Influenza surveillance in the US has at least five component parts (depending on how you count it is as many as seven). We discussed the virologic surveillance system in another post. CDC has two surveillance sub-systems that look at hospitalized cases with laboratory confirmed influenza, the New Vaccine Surveillance Network (NVSN) and the Emerging Infections Program (EIP). The NVSN is confined to cases in children less than five years old, while the EIP covers all ages. Let’s take a look at the most recent EIP data.
EIP doesn’t cover the entire country. Instead it collects data from 60 counties and 12 metropolitan areas in 10 states (San Francisco CA, Denver CO, New Haven CT, Atlanta GA, Baltimore MD, Minneapolis/St. Paul MN, Albuquerque NM, Las Cruces, NM, Albany NY, Rochester NY, Portland OR, and Nashville TN).
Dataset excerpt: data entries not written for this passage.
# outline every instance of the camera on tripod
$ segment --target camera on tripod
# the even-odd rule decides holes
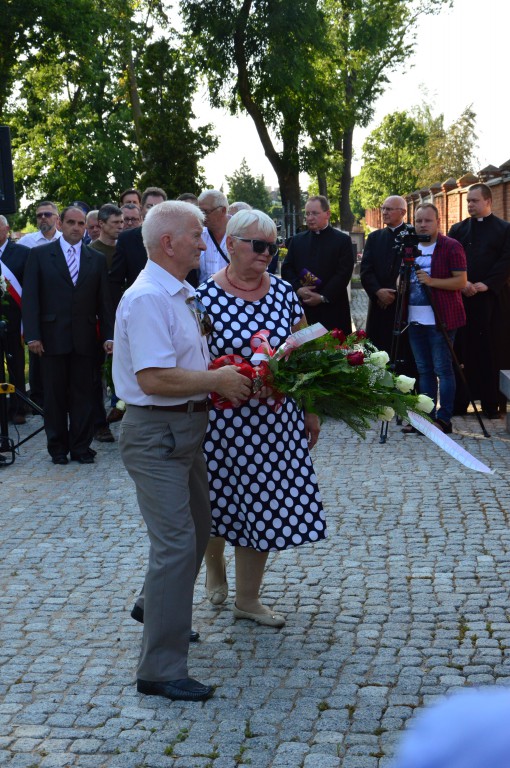
[[[430,235],[419,235],[411,224],[406,224],[402,232],[395,237],[395,250],[402,248],[411,248],[418,243],[430,243]]]
[[[419,235],[411,224],[406,224],[395,237],[395,259],[400,258],[405,264],[414,264],[416,256],[420,255],[416,246],[418,243],[430,243],[430,240],[430,235]]]

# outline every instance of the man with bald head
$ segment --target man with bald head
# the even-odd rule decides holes
[[[407,203],[399,195],[387,197],[381,206],[384,229],[367,237],[361,259],[361,284],[368,294],[366,331],[378,349],[391,350],[395,321],[395,300],[400,259],[395,255],[395,238],[404,227]]]
[[[212,694],[187,664],[193,588],[211,531],[207,395],[239,405],[251,392],[235,366],[208,370],[210,320],[186,280],[205,250],[203,218],[175,200],[147,213],[148,261],[120,301],[113,355],[115,391],[127,404],[120,452],[150,539],[143,607],[140,596],[131,614],[144,623],[137,690],[183,701]]]

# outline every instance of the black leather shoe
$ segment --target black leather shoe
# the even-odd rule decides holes
[[[140,608],[139,605],[136,603],[133,606],[133,610],[131,611],[131,618],[135,621],[139,621],[140,624],[143,624],[143,609]],[[195,632],[194,629],[191,630],[189,633],[189,641],[190,643],[198,643],[200,640],[200,632]]]
[[[73,461],[77,461],[78,464],[93,464],[94,457],[90,453],[81,453],[79,456],[71,456]]]
[[[58,456],[52,456],[51,460],[54,464],[69,464],[67,456],[65,456],[63,453],[59,453]]]
[[[138,693],[145,693],[146,696],[164,696],[172,701],[205,701],[213,694],[212,685],[202,685],[191,677],[170,680],[167,683],[137,680],[136,690]]]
It is an active surveillance system that examines routine hospital laboratory and admissions data for cases that have a record of a positive test for influenza (viral culture, direct/indirect fluorescent antibody assay (DFA/IFA), reverse transcription-polymerase chain reaction (RT-PCR), or a commercial rapid antigen test). The counties and metropolitan areas are chosen to allow an estimate of hospitalization rates for the populations of the hospitals’ catchment areas. Using these data, EIP estimates influenza hospitalization rates every two weeks of the flu season (weeks 40 of the previous calendar year to 20 of the new calendar year).
Here are the most recent data through week week ending May 16 (week 19), graphed separately for different age categories:

Source: CDC Fluview
What’s striking is that this year’s flu season looks pretty much like the mild seasons of 2005-2006 and 2007-2008 and quite unlike last year’s moderately severe season — except for the 5 – 17 year group, where it begins to diverge around week 9 (week ending March 9).
We wonder if this was the first sign of this pandemic virus, whose age distribution is markedly left shifted.